“Data cleansing or data cleaning is the process of detecting and correcting (or removing) corrupt or inaccurate records from a record set, table, or database and refers to identifying incomplete, incorrect, inaccurate or irrelevant parts of the data and then replacing, modifying, or deleting the dirty or coarse data.”
- Data cleansing, Wikipedia
Working with unclean data can lead to Machine Learning (ML) models with poor performance that can even go undetected. Datasets that contain duplicates may contaminate the training data with the test data or vice versa. Entries with missing values will lead models to misunderstand features, and outliers will undermine the training process – leading your model to “learn” patterns that do not exist in reality.

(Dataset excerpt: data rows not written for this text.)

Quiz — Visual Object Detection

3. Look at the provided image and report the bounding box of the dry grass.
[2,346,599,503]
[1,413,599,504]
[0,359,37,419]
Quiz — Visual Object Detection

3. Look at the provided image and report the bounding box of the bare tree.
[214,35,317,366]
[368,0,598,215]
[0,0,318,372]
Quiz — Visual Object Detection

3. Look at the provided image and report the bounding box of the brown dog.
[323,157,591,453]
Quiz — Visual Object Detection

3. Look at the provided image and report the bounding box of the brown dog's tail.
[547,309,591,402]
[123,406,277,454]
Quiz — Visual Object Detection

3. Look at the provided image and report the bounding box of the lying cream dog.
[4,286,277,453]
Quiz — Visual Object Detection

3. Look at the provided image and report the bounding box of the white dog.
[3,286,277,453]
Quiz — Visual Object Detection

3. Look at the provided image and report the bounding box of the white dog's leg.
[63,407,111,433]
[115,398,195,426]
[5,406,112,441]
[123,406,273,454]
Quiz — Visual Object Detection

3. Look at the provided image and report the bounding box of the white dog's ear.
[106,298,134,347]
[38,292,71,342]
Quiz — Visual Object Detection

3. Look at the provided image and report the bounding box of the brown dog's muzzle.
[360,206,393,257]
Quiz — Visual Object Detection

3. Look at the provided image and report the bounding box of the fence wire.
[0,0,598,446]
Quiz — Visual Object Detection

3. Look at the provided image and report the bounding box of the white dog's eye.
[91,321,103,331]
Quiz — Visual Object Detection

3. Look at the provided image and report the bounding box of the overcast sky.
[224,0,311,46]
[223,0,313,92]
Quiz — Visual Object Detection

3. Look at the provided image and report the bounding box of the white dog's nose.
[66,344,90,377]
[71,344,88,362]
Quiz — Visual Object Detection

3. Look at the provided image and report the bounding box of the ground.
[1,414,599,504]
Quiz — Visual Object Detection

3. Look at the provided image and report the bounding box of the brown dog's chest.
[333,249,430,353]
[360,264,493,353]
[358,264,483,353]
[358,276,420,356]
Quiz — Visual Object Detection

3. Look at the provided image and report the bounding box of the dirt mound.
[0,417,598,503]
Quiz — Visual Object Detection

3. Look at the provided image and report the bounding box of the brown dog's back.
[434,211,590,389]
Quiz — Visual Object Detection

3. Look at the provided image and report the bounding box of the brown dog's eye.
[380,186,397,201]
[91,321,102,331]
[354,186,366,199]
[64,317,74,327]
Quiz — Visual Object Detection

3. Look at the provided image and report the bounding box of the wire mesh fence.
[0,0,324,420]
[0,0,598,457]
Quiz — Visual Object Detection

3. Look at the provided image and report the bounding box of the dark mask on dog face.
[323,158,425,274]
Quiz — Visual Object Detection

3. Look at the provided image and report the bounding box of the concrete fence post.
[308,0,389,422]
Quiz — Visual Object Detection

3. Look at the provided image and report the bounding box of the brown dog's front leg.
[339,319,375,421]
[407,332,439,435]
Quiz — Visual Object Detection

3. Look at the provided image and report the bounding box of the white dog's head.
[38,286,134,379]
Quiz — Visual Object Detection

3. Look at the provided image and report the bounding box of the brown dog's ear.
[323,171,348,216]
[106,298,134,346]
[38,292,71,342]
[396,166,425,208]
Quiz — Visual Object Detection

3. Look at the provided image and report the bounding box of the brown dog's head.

While data cleaning in Machine Learning may not seem like the most “sexy” task, avoiding to do so risks creating useless models that waste your time. We recommend developing a thorough framework for dealing with this important stage and using tools and automation to reduce the unnecessary overhead.
Stages of Data Cleaning
Stage 1: Removing Duplicates
Duplicate entries are problematic for multiple reasons. An entry appearing more than once receives disproportionate weight during training. Models that succeed on frequent entries only look like they perform well. Duplicate entries can ruin the split between train, validation, and test sets where identical entries are not all in the same set. This can lead to biased performance estimates that result in disappointing the model in production.

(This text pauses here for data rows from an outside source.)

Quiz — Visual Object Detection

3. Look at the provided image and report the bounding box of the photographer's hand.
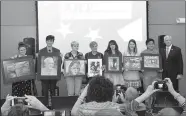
[25,95,49,111]
[145,81,160,95]
[164,78,175,93]
[118,93,125,103]
[1,94,14,115]
[135,81,160,104]
[112,91,119,103]
[165,78,185,107]
[5,94,14,104]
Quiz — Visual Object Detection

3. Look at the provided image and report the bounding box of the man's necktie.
[166,47,169,58]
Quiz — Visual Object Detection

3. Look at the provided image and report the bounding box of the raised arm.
[165,78,185,108]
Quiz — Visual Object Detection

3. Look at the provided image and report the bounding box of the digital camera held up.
[11,97,29,106]
[115,84,127,96]
[154,80,168,91]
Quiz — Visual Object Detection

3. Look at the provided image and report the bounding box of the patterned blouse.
[11,55,32,96]
[64,51,84,60]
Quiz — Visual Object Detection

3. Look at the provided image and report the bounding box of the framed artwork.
[123,56,141,71]
[64,59,86,77]
[37,53,61,80]
[106,56,122,73]
[87,59,102,77]
[141,53,162,70]
[2,56,35,84]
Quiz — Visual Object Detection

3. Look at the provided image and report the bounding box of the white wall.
[1,1,186,98]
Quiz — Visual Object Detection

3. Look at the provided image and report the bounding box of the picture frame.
[37,52,61,80]
[64,59,86,77]
[141,53,162,70]
[106,55,122,73]
[123,56,141,71]
[2,56,35,84]
[87,59,102,77]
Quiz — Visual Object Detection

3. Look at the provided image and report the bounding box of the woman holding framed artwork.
[103,40,124,85]
[10,42,34,97]
[64,41,84,96]
[123,39,141,90]
[85,41,104,83]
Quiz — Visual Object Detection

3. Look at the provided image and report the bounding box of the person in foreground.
[71,77,160,116]
[163,78,185,115]
[1,94,49,116]
[152,78,185,116]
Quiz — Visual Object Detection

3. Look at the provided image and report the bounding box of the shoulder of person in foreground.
[156,108,180,116]
[76,102,120,116]
[78,101,119,110]
[94,109,124,116]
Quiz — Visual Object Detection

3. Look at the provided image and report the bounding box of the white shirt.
[166,44,172,56]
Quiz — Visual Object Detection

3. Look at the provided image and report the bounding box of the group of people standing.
[10,35,183,102]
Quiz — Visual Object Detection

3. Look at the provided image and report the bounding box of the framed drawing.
[141,53,162,70]
[64,59,86,77]
[87,59,102,77]
[37,53,61,80]
[123,56,141,71]
[106,56,122,73]
[2,56,35,84]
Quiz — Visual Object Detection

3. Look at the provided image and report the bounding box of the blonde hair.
[156,108,180,116]
[94,109,123,116]
[125,87,139,102]
[71,41,79,47]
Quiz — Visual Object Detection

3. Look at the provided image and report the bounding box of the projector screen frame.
[35,1,149,53]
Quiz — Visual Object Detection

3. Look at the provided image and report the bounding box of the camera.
[11,97,29,106]
[154,80,168,91]
[115,85,126,96]
[116,85,121,96]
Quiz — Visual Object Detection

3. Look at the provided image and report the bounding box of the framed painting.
[141,53,162,70]
[87,59,102,77]
[123,56,141,71]
[37,52,61,80]
[2,56,35,84]
[64,59,86,77]
[106,55,122,73]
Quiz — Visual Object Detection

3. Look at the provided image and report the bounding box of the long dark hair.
[105,40,119,55]
[127,39,137,54]
[86,77,114,103]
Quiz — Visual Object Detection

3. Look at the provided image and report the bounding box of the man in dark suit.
[160,35,183,90]
[38,35,63,106]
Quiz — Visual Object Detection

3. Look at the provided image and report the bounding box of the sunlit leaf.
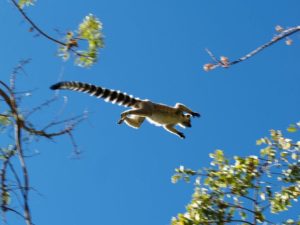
[291,153,298,160]
[18,0,35,8]
[285,219,295,225]
[0,115,11,126]
[2,190,11,206]
[287,125,297,133]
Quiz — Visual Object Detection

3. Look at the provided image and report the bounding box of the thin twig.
[10,59,31,91]
[10,0,65,46]
[42,113,86,131]
[67,130,81,156]
[8,161,24,197]
[205,48,220,64]
[25,96,58,119]
[227,203,256,215]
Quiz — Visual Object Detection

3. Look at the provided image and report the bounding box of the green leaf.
[2,190,10,206]
[240,211,247,220]
[171,175,181,184]
[291,153,298,160]
[281,151,288,158]
[256,138,265,145]
[285,219,295,224]
[18,0,35,9]
[255,211,265,223]
[0,115,11,126]
[287,124,298,133]
[266,186,272,198]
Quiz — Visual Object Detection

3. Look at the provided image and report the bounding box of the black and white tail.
[50,81,141,107]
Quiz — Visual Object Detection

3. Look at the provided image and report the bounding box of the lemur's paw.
[117,118,124,124]
[178,132,185,139]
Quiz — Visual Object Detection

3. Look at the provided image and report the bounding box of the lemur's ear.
[191,112,201,118]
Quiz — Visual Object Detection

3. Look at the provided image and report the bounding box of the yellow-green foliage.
[18,0,35,8]
[59,14,104,67]
[172,123,300,225]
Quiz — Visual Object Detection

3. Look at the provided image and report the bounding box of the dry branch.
[0,78,85,225]
[204,26,300,71]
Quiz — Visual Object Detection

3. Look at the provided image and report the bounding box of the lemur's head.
[179,112,200,128]
[179,114,192,128]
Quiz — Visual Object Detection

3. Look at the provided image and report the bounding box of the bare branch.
[14,115,32,225]
[0,77,85,224]
[10,0,66,46]
[204,26,300,71]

There are many possible causes for duplicate entries in databases, such as processing steps that were rerun anywhere in the data pipeline. While the existence of duplicates hurt the learning process greatly, it is relatively easy to fix. One option is to enforce columns to be unique whenever applicable. Another is to run a script to automatically detect and delete duplicate entries. This can be done easily with Pandas’ drop_duplicates functionality shown in this sample code:
df FirstName LastName PhoneNo 0 A B 1 1 A B 1 2 A B 2 df.drop_duplicates(subset=["FirstName", "LastName"]) FirstName LastName PhoneNo 0 A B 1
Stage 2: Removing Irrelevant Data
Data often comes from multiple sources and there is a significant probability that a given table or database includes entries that do not belong. In some cases, filtering outdated entries will be required. In others, a more complex filtering of the data is necessary.
Stage 3: Fixing Structural Errors
It is not uncommon to see tables, columns, or values with similar names in a single database. Perhaps a data engineer slipped an underscore or a capital letter where it wasn’t supposed to be, and now your data is a mess. Merging these objects will go a long way in making your data clean and ready for learning.
Stage 4: Detecting Outliers
Outlier detection is somewhat complex. It requires a deeper understanding of what the data should look like, and when entries should be ignored because they are inaccurate. Imagine you have a real estate dataset and an extra digit was added to the price of a property. While this kind of error is very easy to make, it can greatly and negatively affect the model’s learning ability.
The first measure in detecting unwanted outliers is to explore the ranges and possibilities for numerical and categorical data entries, like a negative number as the price of a car is definitely an unwanted outlier. Additionally, algorithms for outlier detection or anomaly detection such as KNN or Isolation Forest can be used to automatically detect and remove outliers.
Stage 5: Handling Missing Data
The most important step in ML data cleaning is handling missing data. Missing values can be caused by online forms that were filled out with only required fields, or when versions of forms and tables are changed. In some cases, using the mean or most popular value for missing values is a good approach. For more important features, it might be worth disposing of the entire data entry.
Stage 6: Q&A
Analyze a large chunk of data after the automatic cleaning process.
What percentage of the entries were problematic?
Were there annotation problems, missing values or missing labels?
How about duplicate entries?
Getting a good estimate of the data quality before the learning process is a critical step on the way to creating quality ML models that is often overlooked.